What else can’t be taken away?
That’s the question, and it’s his most important answer because it suggests he won’t give up easily.
“Integrity. You can only give that away.”
Crafting a vision
Lockette is an avid hockey player who didn’t learn how to skate until he was an “old man.” He’ll tell you he’s an awful player, but he plays harder than anyone on the ice — when he has time to get out there, anyway.
In Lockette’s office is a caricature of him wearing a hockey jersey with a stick in hand and a helmet on his head. Pentagon employees got it for him when he left for the MU job. It also features a bag of Cheetos — he has a reputation as an unhealthy eater, and the top drawer of his filing cabinet proves it.

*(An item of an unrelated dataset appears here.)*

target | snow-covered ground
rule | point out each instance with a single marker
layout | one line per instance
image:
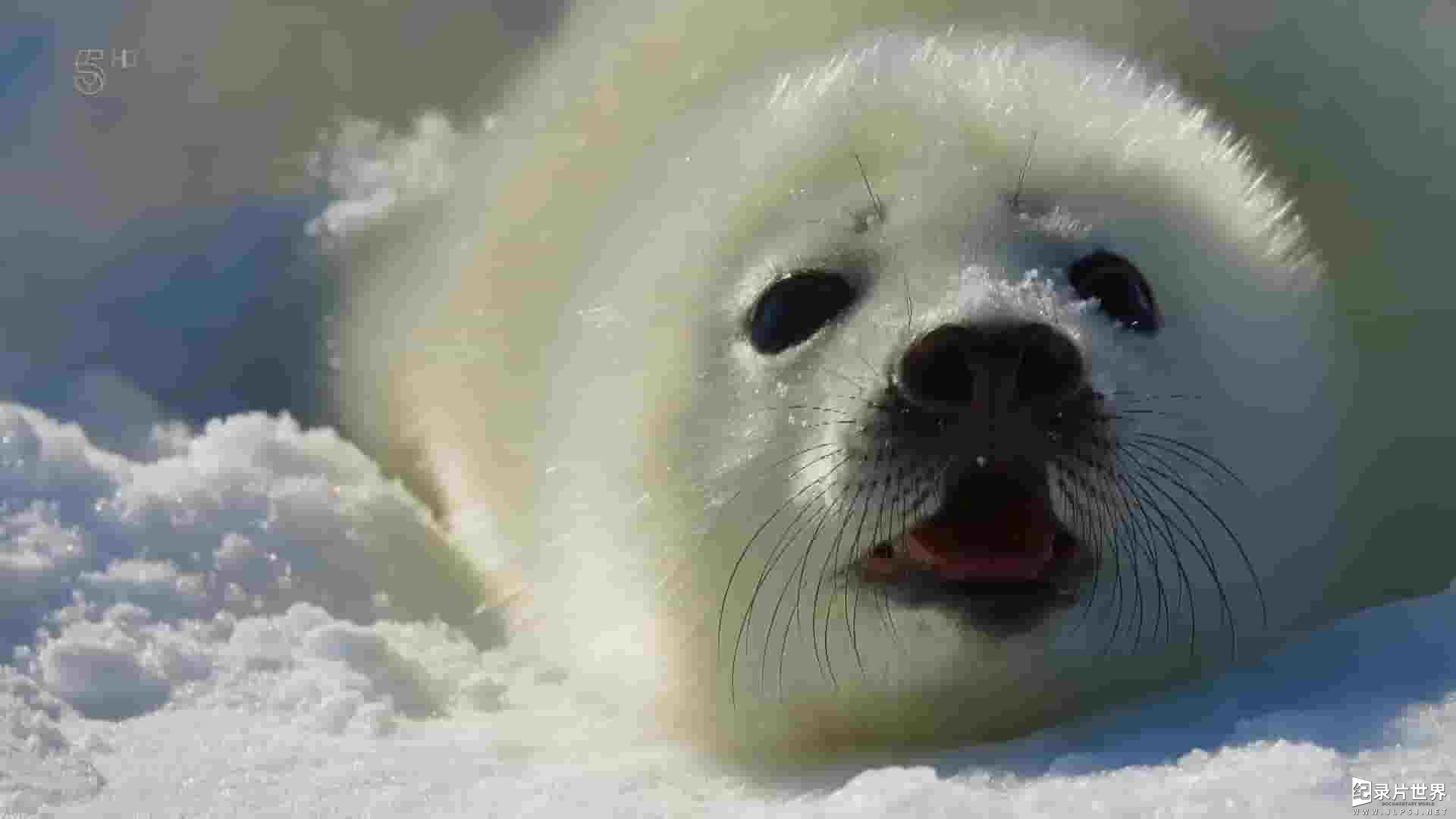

And right there, in a word bubble on the canvas, off to the right of the drawing’s oversized head, are the words “Open, honest, transparent.”
His success in creating an environment that reflects those three values will depend, he said, on the “critical mass of like-minded people.” Given the patterns at the School of Medicine in the past few years, it’s unclear how many people feel as he does — that the lack of diversity is a problem that needs to be solved.
“The 2012 climate report provided us with data that will help us make systems improvements. It reinforces that while we have made some progress, we have additional work to do in order to create the ideal learning environment for all of our students,” Lockette said. “If we are to offer the best to our students and the citizens of Missouri, we cannot be satisfied with the status quo.”